LISTING CREDITORS: First, the court wants to know the names and addresses of all creditors  -  including family members and friends who are owed money by the debtor; and creditors which the debtor intends to keep paying (“reaffirmation” of the debt). All creditors - every single one - is entitled to receive notice of the bankruptcy filing. This includes creditors of all classifications: secured, unsecured, and priority creditors (see Classifying Different Creditors).

LISTING ASSETS: Also, there must be a listing of all assets of the debtor. This includes normal assets such as homes, cars, bank accounts, clothing, household goods, tools, jewelry, hobby collections, musical instruments and antiques. However, it also includes any type of claim that might have financial value in the future, such as retirement plans, inheritances, personal injury claims, other legal claims, accounts receivables, property settlement agreements, patents, and royalties, as well as interests in businesses, partnerships, corporations and limited liability companies.

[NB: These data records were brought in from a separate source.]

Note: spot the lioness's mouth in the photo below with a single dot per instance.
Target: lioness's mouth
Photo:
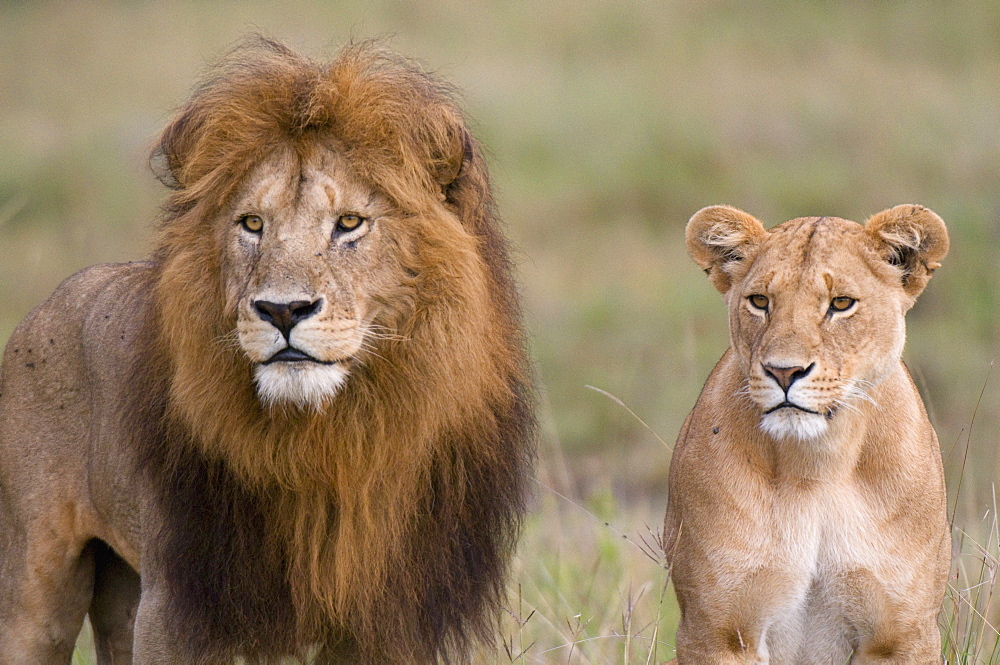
(791, 405)
(290, 354)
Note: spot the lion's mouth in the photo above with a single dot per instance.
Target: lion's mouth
(290, 354)
(792, 405)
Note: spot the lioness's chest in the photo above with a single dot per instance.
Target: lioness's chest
(823, 535)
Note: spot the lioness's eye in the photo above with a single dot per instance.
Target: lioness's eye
(252, 223)
(842, 303)
(349, 222)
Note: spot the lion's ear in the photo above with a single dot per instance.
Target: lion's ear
(170, 153)
(721, 238)
(913, 239)
(447, 166)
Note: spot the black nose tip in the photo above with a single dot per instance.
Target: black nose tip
(786, 376)
(285, 316)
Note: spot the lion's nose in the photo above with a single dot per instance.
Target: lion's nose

INCOME: A debtor must provide the last two years of income tax returns and the last six months’ of pay stubs or other proof of income. The debtor must list all sources of income and provide pay invoices from each source.

LIVING EXPENSE BUDGET: The debtor must also provide a living expense budget for the future, excluding all payments on debts that will be discharged in the bankruptcy case.

STATEMENT OF HISTORICAL FINANCIAL EVENTS: Included as part of the bankruptcy filing is a questionnaire about past financial events. This includes use of previous names or aliases; previous addresses; casualty losses (losses from fire, theft, gambling); pending lawsuits; existing judgments and convictions; previous business enterprises; past sales of cars or houses or other assets;  recent garnishments or seizures of property; payments to attorneys.

FINANCIAL DEALINGS WITH OTHERS: The debtor must also disclose payments made to creditors within the last 90 days totaling more than $600 (“preferences”). This includes “fund balance transfers.” Also, payments to family members or other “insiders” totaling more than $600 within the last year (“insider preferences”) must be disclosed. The debtor must list all co-signers and all co-obligors on any debt. The court also requires the debtor to disclose any bank accounts that have been recently closed.

AFTER FILING: The Bankruptcy Court mails or electronically notifies all creditors of the bankruptcy filing. The notice also includes the time and place where the debtor will be examined under oath by a bankruptcy trustee (“the meeting of creditor”). All creditors may attend and will be given the opportunity to make relevant inquiry about assets of the debtor. This hearing held about four weeks after the filing of the case. Testimony is given under oath and is recorded.

Typically, at the end of the meeting of creditors, the trustee in a Chapter 7 case will make a determination if there are assets to be liquidated for the benefit of the creditors; and in a Chapter 13 case, whether the debtor’s Plan will be subject to an amendment or an objection.

DISCHARGE: In a Chapter 7 case, the Court will enter a discharge of debts about 60 days after the hearing or meeting of creditors. In a Chapter 13 case, normally the discharge is entered after the successful completion of the Plan (between 36 and 60 months in length).